Posted: 6/19/2011 5:28 PM

Quote

Tub

Experienced Forum User

Joined: 6/25/2005
Posts: 1377

there's an any%-run on youtube, I found it embedded here: http://www.metroid-database.com/forum/viewtopic.php?p=149620#p149620 /edit: I've downloaded the 100% run off nicovideo, but it seems to end after snatching the SM behind spore spawn. Is that a problem with my download or does the video actually end there?

m00

Posted: 6/16/2011 10:46 AM

Quote

Tub

Experienced Forum User

Joined: 6/25/2005
Posts: 1377

Warp wrote:

A more or less average but good FPS, but definitely a disappointment compared to all the hype?

maybe I missed the hype. Considering it's been in development hell for a decade, was almost canceled and pronounced dead several times, I think it turned out quite well. Maybe that's the reason I liked it: low expectations. Seeing that you ~~played~~ bought Quake4 and Crysis, I consider DNF to be more fun than either. Crysis has these beautiful gfx, but I don't think the gameplay is any fun. DNF is different enough from HL2 and Modern Warfare that you can ~~play~~ buy all of them without one diminishing the other. HL2 manages to tell a good story. MW has these beautiful interactive cutscenes called "levels". And DNF just features braindead, over-the-top action with the duke. I guess it's a matter of taste.

m00

Posted: 6/16/2011 10:18 AM

Quote

Tub

Experienced Forum User

Joined: 6/25/2005
Posts: 1377

Hoandjzj wrote:

The Missile pack "above the beginning of the long shinespark to the red tower" requires shinerspark (and one shot to reveal it, of course :) if I collect it, then I have to shinerspark again, in total it'll take more than 4s :D

You're visiting the room twice. At 18 minutes, you would need to charge again, that's true. But when visiting again at 24 minutes, you don't need a shinespark afterwards, so you could charge one, spark up and grab the missile without having to retreat. Would still take too long, though. If the missile pack above the Dark Beam was too slow to get, then this one is even slower.

m00

Posted: 6/16/2011 1:27 AM

Quote

Tub

Experienced Forum User

Joined: 6/25/2005
Posts: 1377

I actually liked the game. It's not the revolutionary new game that Duke3D was back in its days, but it's a solid shooter nonetheless. I like the amount of variety in the game. Each level looks different, the small sections are a welcome change, minigames are fun enough and the weaponry - while hardly new - is still fun. Add the right amount of boss fights and you've got a good game.

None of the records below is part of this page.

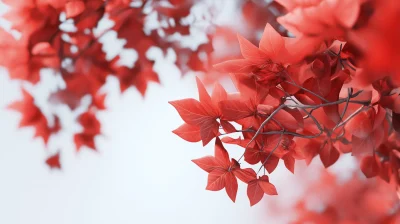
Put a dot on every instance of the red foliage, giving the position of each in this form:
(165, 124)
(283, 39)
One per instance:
(75, 54)
(332, 88)
(355, 201)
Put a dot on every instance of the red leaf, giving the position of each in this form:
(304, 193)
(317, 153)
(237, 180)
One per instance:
(236, 66)
(234, 110)
(205, 98)
(369, 166)
(250, 51)
(396, 121)
(188, 132)
(228, 127)
(221, 155)
(245, 175)
(208, 131)
(361, 145)
(289, 162)
(271, 163)
(328, 154)
(362, 124)
(219, 94)
(271, 42)
(266, 186)
(74, 8)
(231, 185)
(207, 163)
(254, 192)
(216, 180)
(54, 161)
(256, 189)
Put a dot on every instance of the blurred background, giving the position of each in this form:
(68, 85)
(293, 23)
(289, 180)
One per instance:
(140, 171)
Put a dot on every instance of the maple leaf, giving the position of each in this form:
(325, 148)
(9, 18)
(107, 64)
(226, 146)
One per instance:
(54, 161)
(222, 171)
(32, 116)
(258, 187)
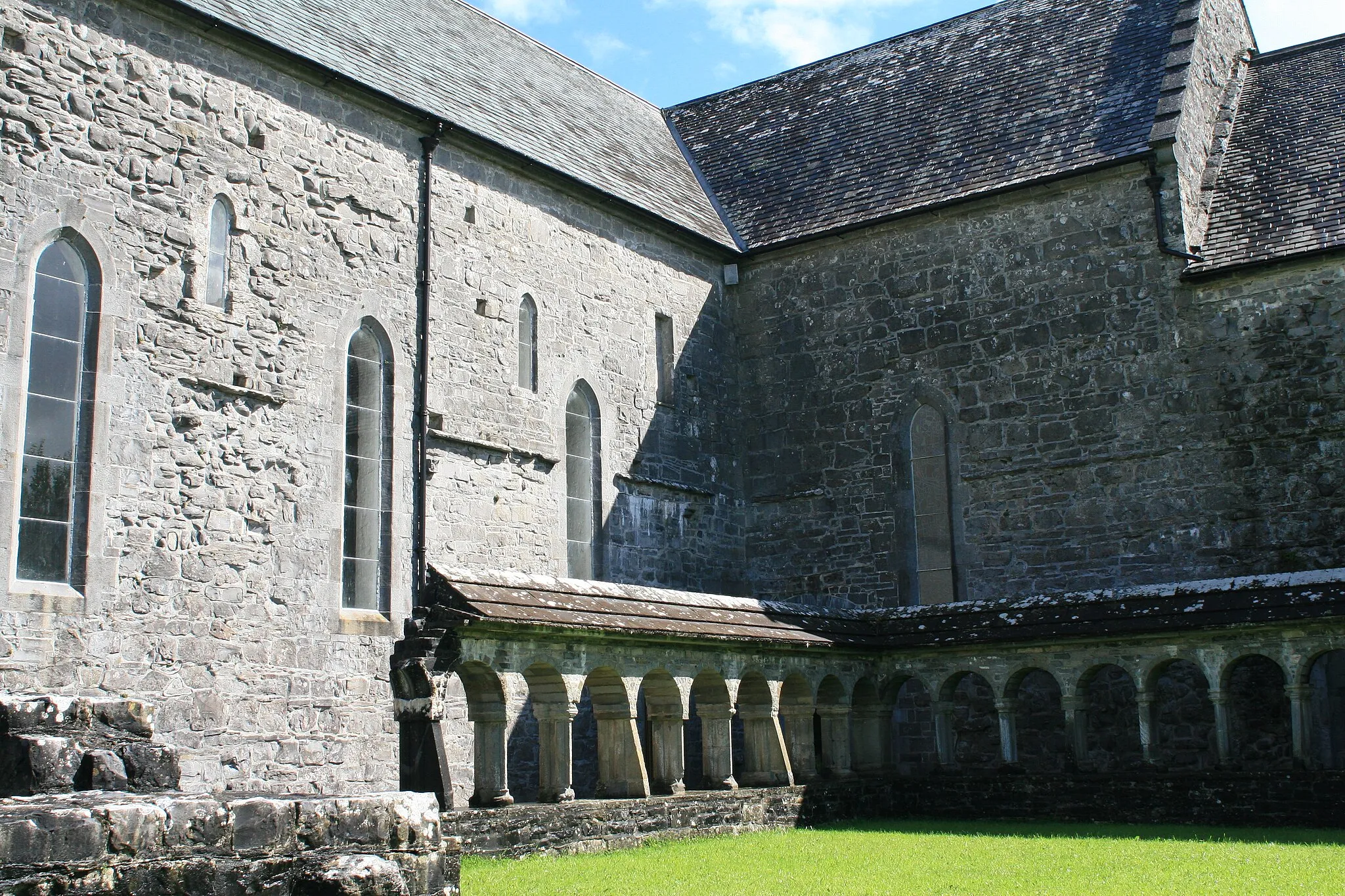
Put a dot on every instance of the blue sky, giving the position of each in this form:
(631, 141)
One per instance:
(674, 50)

I also liked the duke. I can't understand why someone would play the duke, then complain about the immature macho one-liners. It's the duke as we know him, as he should be. The gfx were ok. Some may call them outdated, but then again my three favourite games are from 1994, 2000 and 2005, so screw that. On a less positive note, the loading times were awful, the difficulty curve was quite bumpy and the console-induced restriction to two weapons sucks. But meh, didn't stop me from having a good time.

m00

Posted: 6/15/2011 10:25 AM

Quote

Tub

Experienced Forum User

Joined: 6/25/2005
Posts: 1377

I've finally finished the hack so I could watch this TAS without spoiling anything. It was a pleasure to watch, thank you Hoandjzj! The slow Ridley fight looks bad :/ - any additional missile pack should save 3-4 seconds. Have you considered the missile pack above the golden torizo? Maybe the one above the beginning of the long shinespark to the red tower? - any additional phazon missile pack should save ~10 seconds, though I don't remember any near your path. :/ Also, why didn't you group the Metroid/Core X? If you freeze several at the same position you can hit all of them with one missile. Compared to Mockingbird Station, both hacks have some strong points and some weak points. Mockingbird had a few very interesting rooms (e.g. the spike room to grapple, the phantoon fight), but also a lot of dull rooms you had to endure several times due to all the backtracking. Phazon doesn't have as much backtracking (just a few quick visits to the central hub), but pointless long walks through empty rooms to get anywhere. For the first half of the run, samus doesn't appear to be in any danger. Not sure which one I prefer.

m00

Posted: 6/12/2011 9:20 AM

Quote

Tub

Experienced Forum User

Joined: 6/25/2005
Posts: 1377

IIRC (so don't quote me on that) that's a limitation of the hit detection. Your sword will usually stay inside the enemy for several frames, but it's only supposed to damage each enemy once. Thus, the game keeps a list of "<enemy> cannot be hit again by <damage source> for <x> frames". The trick is to apply enough damage sources at the same time, to make the list overflow. The game will evict the oldest entry, and its damage source can hit again, creating a new entry, evicting the next oldest, which will hit again etc. Since gocha didn't have any objections to the route or implementation, I guess it's safe to say yes. :)

m00

Posted: 6/9/2011 11:42 PM

Quote

Tub

Experienced Forum User

Joined: 6/25/2005
Posts: 1377

It's interesting to see the theories people come up with to dismiss the blatant plot holes. Though no matter which theory you subscribe to, there are still plenty of blatant plot holes left, so the likely case is that there is no deep, hidden story behind it all; the writers were just really good at writing blatant plot holes. ontopic: in the meantime, I finished watching the run, and I've already voted yes.

m00

Posted: 6/1/2011 12:55 PM

Quote

Tub

Experienced Forum User

Joined: 6/25/2005
Posts: 1377

DarkKobold wrote:

6. That was a speed/entertainment trade-off. Originally, I had plan to do a verbal commentary on the run, and was going to point out the 5 or so different "eyes on me" variations that occur in the game. (It only costs about 10 frames, since you have to select different instruments anyway). However, I just wanted to submit, and haven't gotten to do a verbal commentary. Next run I may do one.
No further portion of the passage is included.